Sedang Membaca
Religiusitas Putu Wijaya: Gila sebagai Jalan Keselamatan
Purnawan Andra
Penulis Kolom

Pegawai negeri sipil pada Direktorat Jenderal Kebudayaan Kementerian Pendidikan dan Kebudayaan RI. Lulusan Seni Tari Institut Seni Indonesia Surakarta

Religiusitas Putu Wijaya: Gila sebagai Jalan Keselamatan

putu wijaya

“Kalau kamu waras, kamu bisa mati pelan-pelan,” ujar Putu Wijaya pada suatu wawancara di tahun 1990-an. Sekilas terdengar seperti lelucon. Tapi siapa yang mengenal Putu, akan tahu, ia tidak sedang main-main. Dalam semesta pemikiran dan keseniannya, kegilaan bukan bentuk pelarian, melainkan pilihan epistemologis yang radikal.

Dunia yang “waras”—dengan kepastian, tata nilai normatif, dan sistem yang tampaknya masuk akal—justru berbahaya. Di situlah Putu memilih “gila” sebagai iman, dan kreativitas sebagai jalan keselamatan.

Putu Wijaya bukan hanya sastrawan atau dramawan, tetapi sebuah lompatan kesadaran: ledakan imajinasi yang konsisten menolak penjinakan. Ia membangun sebuah lanskap seni yang tak memberi tempat pada kenyamanan logika. Entah dalam prosa, teater, esai, atau film, Putu selalu tampil sebagai gangguan: bukan untuk membingungkan, tapi membongkar. Ia memaksa kita menengok sisi gelap yang sering kita sembunyikan di balik tata krama sosial dan dogma.

Putu Wijaya lahir pada 11 April 1944 di Tabanan, Bali, sebuah daerah yang sejak awal menyimpulkan kontradiksi antara tradisi religius dan modernitas pariwisata yang terus menggerusnya. Dalam tubuhnya, Bali dan Jawa saling bertaut, sebagaimana dalam karyanya, realitas dan absurditas saling menantang.
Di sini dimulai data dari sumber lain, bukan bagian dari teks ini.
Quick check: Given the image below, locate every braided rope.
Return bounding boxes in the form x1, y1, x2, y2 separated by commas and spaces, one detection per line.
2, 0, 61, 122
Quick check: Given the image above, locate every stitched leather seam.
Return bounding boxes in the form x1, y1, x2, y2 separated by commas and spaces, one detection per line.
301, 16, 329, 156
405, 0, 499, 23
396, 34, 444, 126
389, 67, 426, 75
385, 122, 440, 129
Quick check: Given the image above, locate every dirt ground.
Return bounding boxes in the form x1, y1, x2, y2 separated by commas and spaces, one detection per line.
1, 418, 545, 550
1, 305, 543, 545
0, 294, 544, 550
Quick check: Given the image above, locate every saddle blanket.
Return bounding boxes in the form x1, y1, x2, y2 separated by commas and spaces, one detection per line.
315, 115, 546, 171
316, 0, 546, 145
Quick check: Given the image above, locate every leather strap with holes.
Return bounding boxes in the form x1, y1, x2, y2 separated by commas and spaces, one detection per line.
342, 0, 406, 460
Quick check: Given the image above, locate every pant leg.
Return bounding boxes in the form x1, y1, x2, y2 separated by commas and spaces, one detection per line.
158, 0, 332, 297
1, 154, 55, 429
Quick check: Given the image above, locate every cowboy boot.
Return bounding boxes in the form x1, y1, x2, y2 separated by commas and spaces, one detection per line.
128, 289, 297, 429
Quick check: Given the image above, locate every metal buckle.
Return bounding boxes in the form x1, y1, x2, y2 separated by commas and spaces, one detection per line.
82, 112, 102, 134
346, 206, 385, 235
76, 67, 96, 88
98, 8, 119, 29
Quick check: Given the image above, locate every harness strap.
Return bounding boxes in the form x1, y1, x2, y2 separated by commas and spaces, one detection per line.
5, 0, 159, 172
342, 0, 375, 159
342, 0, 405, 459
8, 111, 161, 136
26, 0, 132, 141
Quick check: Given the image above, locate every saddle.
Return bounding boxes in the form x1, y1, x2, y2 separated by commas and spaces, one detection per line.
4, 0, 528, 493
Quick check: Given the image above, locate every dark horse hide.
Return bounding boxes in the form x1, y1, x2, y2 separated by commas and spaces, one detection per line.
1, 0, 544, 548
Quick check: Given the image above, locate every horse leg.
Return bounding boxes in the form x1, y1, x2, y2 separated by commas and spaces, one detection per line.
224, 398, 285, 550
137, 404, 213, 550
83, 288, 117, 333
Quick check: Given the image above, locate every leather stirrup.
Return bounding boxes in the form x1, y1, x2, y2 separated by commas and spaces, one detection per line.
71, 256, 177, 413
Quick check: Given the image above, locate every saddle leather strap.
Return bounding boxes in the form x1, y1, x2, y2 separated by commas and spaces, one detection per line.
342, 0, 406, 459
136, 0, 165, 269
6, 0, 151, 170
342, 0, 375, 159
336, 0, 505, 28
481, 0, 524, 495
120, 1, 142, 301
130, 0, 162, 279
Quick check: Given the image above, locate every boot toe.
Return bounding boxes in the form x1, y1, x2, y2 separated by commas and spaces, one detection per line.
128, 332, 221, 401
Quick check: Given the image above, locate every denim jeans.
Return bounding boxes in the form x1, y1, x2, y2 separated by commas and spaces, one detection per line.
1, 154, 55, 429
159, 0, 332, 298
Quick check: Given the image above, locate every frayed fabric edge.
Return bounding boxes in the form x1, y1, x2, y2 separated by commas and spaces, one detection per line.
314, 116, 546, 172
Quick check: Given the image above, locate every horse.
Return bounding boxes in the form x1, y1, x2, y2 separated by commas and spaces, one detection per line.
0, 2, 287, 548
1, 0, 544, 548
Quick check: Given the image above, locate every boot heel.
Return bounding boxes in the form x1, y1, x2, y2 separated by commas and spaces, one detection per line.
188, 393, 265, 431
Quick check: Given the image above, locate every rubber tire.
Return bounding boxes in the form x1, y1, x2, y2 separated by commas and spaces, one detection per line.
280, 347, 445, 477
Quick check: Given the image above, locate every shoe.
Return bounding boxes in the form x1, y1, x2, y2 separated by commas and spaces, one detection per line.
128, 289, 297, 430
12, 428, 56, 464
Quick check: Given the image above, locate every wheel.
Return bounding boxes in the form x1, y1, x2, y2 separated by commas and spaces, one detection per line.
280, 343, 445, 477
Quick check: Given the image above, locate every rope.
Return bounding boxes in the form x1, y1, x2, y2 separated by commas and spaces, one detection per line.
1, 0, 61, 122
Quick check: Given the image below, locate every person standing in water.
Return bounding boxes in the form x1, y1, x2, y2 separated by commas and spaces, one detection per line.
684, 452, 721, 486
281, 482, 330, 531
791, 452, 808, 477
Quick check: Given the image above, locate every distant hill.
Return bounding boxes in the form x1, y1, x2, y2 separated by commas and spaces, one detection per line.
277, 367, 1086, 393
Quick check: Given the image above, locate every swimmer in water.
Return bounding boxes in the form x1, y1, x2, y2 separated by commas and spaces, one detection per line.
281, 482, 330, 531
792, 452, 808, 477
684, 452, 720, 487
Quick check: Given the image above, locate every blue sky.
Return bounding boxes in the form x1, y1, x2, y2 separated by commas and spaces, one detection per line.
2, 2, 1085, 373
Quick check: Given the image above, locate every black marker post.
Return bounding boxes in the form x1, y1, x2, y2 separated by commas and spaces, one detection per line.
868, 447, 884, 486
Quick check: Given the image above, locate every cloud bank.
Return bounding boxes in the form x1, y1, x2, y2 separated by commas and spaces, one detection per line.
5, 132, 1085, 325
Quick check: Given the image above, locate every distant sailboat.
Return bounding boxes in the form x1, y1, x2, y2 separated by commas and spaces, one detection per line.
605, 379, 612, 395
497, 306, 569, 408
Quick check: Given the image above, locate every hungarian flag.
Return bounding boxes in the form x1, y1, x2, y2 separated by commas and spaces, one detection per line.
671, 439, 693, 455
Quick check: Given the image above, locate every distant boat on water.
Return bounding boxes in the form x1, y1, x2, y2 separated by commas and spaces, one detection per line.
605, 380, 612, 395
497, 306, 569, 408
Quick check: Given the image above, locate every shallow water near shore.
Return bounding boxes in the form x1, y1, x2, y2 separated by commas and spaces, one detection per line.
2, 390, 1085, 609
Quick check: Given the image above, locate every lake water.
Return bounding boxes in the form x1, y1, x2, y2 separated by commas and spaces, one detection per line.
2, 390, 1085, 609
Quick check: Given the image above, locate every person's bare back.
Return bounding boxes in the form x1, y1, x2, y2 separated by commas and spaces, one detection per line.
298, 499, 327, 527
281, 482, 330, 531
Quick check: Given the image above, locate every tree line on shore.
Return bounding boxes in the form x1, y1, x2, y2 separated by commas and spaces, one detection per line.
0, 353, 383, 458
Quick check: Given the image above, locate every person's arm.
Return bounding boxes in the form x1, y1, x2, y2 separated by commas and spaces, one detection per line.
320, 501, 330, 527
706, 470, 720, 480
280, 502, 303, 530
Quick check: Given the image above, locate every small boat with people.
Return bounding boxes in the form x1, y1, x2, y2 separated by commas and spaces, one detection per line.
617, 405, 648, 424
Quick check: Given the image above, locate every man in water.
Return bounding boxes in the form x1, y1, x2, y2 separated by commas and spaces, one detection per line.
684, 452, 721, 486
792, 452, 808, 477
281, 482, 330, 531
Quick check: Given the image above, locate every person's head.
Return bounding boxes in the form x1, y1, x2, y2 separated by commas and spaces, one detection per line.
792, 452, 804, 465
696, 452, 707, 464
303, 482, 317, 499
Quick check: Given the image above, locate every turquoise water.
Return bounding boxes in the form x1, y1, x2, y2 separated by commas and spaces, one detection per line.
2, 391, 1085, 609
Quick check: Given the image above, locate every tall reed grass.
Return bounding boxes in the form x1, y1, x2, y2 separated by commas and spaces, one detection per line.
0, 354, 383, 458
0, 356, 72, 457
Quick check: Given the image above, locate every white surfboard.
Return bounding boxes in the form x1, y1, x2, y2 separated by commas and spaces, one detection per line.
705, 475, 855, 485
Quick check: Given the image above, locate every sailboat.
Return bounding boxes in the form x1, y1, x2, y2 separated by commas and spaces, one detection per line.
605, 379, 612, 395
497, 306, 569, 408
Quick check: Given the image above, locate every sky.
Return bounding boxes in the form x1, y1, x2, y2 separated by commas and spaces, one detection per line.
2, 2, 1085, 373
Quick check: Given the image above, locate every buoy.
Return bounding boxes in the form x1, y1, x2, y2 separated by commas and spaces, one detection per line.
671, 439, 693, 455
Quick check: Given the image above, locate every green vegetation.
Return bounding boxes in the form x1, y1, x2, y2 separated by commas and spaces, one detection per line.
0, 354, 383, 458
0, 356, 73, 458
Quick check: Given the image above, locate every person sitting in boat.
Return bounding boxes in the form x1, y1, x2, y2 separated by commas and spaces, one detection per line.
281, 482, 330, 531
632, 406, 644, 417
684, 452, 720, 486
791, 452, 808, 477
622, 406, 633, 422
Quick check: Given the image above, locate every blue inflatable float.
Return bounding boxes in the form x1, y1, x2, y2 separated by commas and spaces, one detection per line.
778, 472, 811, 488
Yang menarik, Putu tak pernah secara eksplisit menggembar-gemborkan religiositasnya sebagai proyek spiritual atau keagamaan formal. Tapi siapa pun yang membaca karyanya secara jernih, akan tahu: Putu adalah seorang sufi yang menyamar sebagai badut, seorang mistikus yang memilih arena teater dan humor sebagai jalan hidupnya.

Spiritualitas Absurd yang Subtil

Meski tak pernah mengaku sebagai seniman religius, Putu memancarkan spiritualitas yang subtil, tapi tajam. Dalam berbagai wawancara, ia mengaku percaya pada sesuatu yang lebih besar dari dirinya, sesuatu yang tak bisa ia uraikan tapi selalu ia kejar lewat menulis. “Saya tidak tahu dari mana ide datang. Kadang seperti ada yang membisikkan,” katanya kepada D. Zawawi Imron. Bukan klaim mistis, melainkan pengakuan jujur bahwa kreativitas baginya bukan prestasi intelektual, melainkan wahyu batin.

Baca juga:  Sajian Khusus: Islam di Tengah-Tengah Masyarakat Banjar

Inilah letak menarik dari religiositas Putu: ia bukan religius dalam pengertian simbolik atau ritualistik, melainkan spiritual dalam arti eksistensial. Ia tidak menawarkan kepastian, tapi membangkitkan kesadaran akan absurditas dan paradoks hidup. Dalam absurditas itulah, iman sebagai “lompatan ke dalam kegelapan” (meminjam istilah Kierkegaard) menemukan bentuknya. Iman bukan deklarasi, melainkan pencarian yang terus-menerus.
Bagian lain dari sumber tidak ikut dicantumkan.